The Fund’s resident representative in Ukraine, Max Alier, said in a statement the mission scheduled to visit Kiev to discuss a stand-by loan agreement on December 7-17 would be put off until the second half of January.
“The Ukrainian authorities have indicated this will allow participation of the new Cabinet of Ministers, following the resignation of former ministers in early December”.
Ukrainian President Viktor Yanukovich accepted the resignation of Prime Minister Mykola Azarov’s government on Monday in an expected move after several cabinet members including Azarov were elected to parliament on October 28.
Yanukovich has not indicated who would become the new prime minister although he has said he did not rule out re-appointing his long-time ally and government veteran Azarov.
It was unclear if Ukraine’s request for a postponement of the IMF visit meant an impending government shake-up or not.
Securing fresh funding from the IMF will be the first major task of the new government next year as Ukraine faces $9.1 billion in payments due to its foreign creditors, up from $6.5 billion this year.
The 2013 sum includes $6.4 billion owed to the IMF and Ukraine has said it hoped to refinance that debt.
The lame-duck parliament on Thursday approved the 2013 budget drafted by Azarov’s cabinet which would widen the deficit to 3.2 percent next year from 2.6 percent this year and requires a total of $15.4 billion in borrowing.
Underscoring Ukraine’s weakening finances, rating agency Moody’s on Wednesday downgraded its government bond rating by one notch to B3 from B2 with a negative outlook.

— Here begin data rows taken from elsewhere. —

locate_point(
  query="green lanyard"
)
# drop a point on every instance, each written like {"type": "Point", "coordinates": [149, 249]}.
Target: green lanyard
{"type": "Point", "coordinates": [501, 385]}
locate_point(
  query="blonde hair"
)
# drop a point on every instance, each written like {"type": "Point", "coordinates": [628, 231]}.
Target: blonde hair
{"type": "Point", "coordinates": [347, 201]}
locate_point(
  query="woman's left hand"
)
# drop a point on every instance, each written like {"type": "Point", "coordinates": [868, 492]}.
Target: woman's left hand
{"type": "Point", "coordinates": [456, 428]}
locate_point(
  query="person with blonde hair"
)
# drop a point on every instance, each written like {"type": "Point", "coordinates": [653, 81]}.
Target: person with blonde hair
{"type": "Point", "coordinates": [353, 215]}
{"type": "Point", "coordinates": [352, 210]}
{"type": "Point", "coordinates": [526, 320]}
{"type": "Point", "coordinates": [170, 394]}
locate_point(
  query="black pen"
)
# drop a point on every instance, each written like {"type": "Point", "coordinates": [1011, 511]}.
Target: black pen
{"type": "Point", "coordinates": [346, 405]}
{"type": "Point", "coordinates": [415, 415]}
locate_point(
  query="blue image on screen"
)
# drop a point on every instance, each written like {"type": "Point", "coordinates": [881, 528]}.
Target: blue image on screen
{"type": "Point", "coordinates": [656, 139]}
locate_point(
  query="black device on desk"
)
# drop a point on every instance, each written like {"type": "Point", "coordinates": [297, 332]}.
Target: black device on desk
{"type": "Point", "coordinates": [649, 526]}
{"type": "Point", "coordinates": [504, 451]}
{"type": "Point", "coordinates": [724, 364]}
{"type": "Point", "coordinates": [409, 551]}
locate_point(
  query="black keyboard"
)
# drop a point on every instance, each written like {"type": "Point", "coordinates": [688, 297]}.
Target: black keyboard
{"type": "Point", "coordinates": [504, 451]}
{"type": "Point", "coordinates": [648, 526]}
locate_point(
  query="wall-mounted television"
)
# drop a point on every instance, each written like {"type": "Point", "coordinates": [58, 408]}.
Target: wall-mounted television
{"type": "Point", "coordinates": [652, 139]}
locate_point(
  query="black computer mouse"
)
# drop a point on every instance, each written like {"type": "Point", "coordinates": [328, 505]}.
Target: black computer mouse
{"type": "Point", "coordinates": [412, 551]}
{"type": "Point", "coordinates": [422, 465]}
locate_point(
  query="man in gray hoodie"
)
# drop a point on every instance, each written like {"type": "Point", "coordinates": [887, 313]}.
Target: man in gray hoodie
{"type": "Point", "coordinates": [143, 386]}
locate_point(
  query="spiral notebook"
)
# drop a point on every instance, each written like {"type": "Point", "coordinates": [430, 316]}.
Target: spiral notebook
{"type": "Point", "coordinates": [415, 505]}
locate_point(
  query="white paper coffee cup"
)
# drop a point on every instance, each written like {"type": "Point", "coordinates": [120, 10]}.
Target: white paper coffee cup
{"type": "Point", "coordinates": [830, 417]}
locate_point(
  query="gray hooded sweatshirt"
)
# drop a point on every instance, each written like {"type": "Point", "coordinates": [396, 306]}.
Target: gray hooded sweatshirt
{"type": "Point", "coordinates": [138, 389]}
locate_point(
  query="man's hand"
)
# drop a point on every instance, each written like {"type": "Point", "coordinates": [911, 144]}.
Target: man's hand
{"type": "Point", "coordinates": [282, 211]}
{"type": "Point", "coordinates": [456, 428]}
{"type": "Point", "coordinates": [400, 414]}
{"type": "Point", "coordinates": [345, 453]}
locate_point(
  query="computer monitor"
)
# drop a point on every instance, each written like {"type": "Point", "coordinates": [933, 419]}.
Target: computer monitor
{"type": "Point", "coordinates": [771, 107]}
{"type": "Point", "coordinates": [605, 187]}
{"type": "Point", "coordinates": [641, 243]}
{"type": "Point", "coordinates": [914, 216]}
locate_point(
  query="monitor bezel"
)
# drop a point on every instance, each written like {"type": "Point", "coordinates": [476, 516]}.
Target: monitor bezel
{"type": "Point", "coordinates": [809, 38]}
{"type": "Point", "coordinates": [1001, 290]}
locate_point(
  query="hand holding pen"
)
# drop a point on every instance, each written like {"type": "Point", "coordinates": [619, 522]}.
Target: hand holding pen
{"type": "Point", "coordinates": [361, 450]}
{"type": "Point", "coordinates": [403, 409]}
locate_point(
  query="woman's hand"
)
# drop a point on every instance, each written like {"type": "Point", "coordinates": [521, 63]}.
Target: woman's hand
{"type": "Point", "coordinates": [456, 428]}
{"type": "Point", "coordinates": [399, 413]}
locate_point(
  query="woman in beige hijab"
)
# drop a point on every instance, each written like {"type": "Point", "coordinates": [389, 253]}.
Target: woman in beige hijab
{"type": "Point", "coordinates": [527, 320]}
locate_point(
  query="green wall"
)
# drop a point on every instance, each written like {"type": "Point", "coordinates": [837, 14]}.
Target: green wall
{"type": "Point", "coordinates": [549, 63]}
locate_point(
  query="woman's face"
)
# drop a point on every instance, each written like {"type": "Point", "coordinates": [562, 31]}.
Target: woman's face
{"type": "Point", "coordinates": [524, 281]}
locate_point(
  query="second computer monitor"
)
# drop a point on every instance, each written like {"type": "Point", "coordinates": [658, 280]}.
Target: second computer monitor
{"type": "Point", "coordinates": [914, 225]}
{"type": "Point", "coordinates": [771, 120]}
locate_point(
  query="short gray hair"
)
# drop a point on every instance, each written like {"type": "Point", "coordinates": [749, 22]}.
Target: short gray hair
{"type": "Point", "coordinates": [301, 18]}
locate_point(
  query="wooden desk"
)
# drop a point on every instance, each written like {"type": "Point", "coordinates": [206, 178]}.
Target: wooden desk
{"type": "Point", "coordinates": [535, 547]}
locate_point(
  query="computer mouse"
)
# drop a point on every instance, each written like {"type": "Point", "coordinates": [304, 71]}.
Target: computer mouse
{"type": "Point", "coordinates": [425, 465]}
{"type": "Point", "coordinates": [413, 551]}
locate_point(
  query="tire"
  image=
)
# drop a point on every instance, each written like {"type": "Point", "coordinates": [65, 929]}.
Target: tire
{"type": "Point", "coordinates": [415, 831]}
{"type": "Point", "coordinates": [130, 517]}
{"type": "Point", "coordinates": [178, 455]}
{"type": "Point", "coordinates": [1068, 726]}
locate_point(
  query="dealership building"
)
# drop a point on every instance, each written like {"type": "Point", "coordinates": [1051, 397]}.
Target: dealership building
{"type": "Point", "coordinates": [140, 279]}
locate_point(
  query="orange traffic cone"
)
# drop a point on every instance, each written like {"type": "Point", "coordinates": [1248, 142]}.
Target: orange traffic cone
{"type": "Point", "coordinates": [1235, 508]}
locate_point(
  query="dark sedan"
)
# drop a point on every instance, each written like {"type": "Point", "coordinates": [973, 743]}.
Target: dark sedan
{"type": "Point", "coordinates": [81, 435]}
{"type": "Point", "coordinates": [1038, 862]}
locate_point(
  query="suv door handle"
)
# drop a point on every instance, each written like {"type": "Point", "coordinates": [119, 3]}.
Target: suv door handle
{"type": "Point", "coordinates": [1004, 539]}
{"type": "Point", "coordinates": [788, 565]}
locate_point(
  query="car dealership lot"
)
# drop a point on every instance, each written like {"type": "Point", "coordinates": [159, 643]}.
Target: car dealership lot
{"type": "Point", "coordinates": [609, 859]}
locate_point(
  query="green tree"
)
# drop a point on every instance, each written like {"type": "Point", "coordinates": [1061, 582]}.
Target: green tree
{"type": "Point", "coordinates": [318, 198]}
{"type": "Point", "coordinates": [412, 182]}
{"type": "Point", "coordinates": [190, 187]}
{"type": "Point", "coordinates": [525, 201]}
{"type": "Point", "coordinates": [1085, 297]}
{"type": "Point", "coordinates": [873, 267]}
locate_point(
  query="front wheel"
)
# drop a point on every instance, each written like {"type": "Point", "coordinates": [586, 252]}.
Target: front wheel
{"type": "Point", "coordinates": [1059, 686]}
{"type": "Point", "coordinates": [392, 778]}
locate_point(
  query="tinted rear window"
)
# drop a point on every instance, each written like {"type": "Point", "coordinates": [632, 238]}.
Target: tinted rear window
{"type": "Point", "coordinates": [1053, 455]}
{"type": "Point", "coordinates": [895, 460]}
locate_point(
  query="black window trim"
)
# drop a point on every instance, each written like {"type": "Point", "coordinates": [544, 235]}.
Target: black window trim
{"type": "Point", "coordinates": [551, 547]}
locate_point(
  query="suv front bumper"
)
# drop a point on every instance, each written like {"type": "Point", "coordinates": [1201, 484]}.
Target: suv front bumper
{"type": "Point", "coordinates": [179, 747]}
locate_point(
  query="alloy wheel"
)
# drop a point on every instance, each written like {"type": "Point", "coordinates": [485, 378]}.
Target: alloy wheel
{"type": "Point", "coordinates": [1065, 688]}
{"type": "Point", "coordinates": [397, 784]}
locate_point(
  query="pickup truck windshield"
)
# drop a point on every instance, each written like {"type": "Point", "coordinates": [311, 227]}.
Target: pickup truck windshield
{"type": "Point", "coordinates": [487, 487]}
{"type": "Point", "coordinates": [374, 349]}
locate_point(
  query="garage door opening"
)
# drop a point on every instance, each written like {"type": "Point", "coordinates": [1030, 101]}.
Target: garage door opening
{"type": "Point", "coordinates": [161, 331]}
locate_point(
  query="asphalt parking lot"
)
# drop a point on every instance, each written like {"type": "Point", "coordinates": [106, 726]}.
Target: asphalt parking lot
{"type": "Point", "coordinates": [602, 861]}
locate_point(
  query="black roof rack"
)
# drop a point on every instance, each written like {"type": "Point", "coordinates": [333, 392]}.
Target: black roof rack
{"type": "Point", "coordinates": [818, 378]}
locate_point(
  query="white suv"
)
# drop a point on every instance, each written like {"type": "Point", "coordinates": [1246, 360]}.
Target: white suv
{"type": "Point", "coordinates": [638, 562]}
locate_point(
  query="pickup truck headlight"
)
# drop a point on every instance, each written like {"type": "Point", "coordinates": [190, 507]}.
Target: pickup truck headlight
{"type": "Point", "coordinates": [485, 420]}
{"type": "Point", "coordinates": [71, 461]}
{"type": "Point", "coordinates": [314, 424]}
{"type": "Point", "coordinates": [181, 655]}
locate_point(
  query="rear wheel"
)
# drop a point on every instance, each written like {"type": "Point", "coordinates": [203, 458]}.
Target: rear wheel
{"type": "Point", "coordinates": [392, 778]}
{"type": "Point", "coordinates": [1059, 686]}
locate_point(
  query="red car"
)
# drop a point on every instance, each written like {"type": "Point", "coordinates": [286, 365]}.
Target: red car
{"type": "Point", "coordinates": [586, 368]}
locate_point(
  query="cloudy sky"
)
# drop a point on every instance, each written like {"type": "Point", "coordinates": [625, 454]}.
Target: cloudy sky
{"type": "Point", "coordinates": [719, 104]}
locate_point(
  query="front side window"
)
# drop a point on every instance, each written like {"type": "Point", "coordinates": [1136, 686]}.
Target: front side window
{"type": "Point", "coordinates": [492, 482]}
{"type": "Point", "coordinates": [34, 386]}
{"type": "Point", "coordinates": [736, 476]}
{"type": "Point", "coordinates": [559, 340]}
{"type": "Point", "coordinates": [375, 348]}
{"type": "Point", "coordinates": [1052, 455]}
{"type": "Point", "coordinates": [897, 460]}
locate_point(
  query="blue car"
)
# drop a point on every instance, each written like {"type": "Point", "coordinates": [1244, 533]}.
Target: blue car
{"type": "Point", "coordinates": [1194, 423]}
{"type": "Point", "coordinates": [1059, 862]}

Moody’s said the downgrade was due to a downward revision of its assessment of Ukraine’s institutional strength, a shortage of external liquidity which has increased the risk of a currency and wider financial and economic crisis, as well as Ukraine’s comparatively weak economic outlook.
“The downgrade may be the last straw to push Ukraine into a more conciliatory stance vis-a-vis the IMF,” Ivan Tchakarov, chief Russia & CIS economist at Renaissance Capital, said in a note on Thursday.
The IMF stopped lending to Ukraine in early 2011 after Azarov’s government refused to raise household gas and heating prices, an unpopular move which the Fund says is key to cutting budget deficit.
Azarov repeated the pledge not to raise the prices in the run-up to the October election, prompting speculation he may now be replaced by someone more willing to make concessions to the IMF, such as central bank head Serhiy Arbuzov.
“As we have argued before, a new prime minister will (find it) easier to build rapport with the IMF as he/she will not be encumbered by previous statements about Ukraine’s lack of desire to implement the requisite measures to meet IMF conditionality,” Tchakarov said.
The new parliament, which must vote on a candidate nominated for prime minister by Yanukovich, will convene on December 12.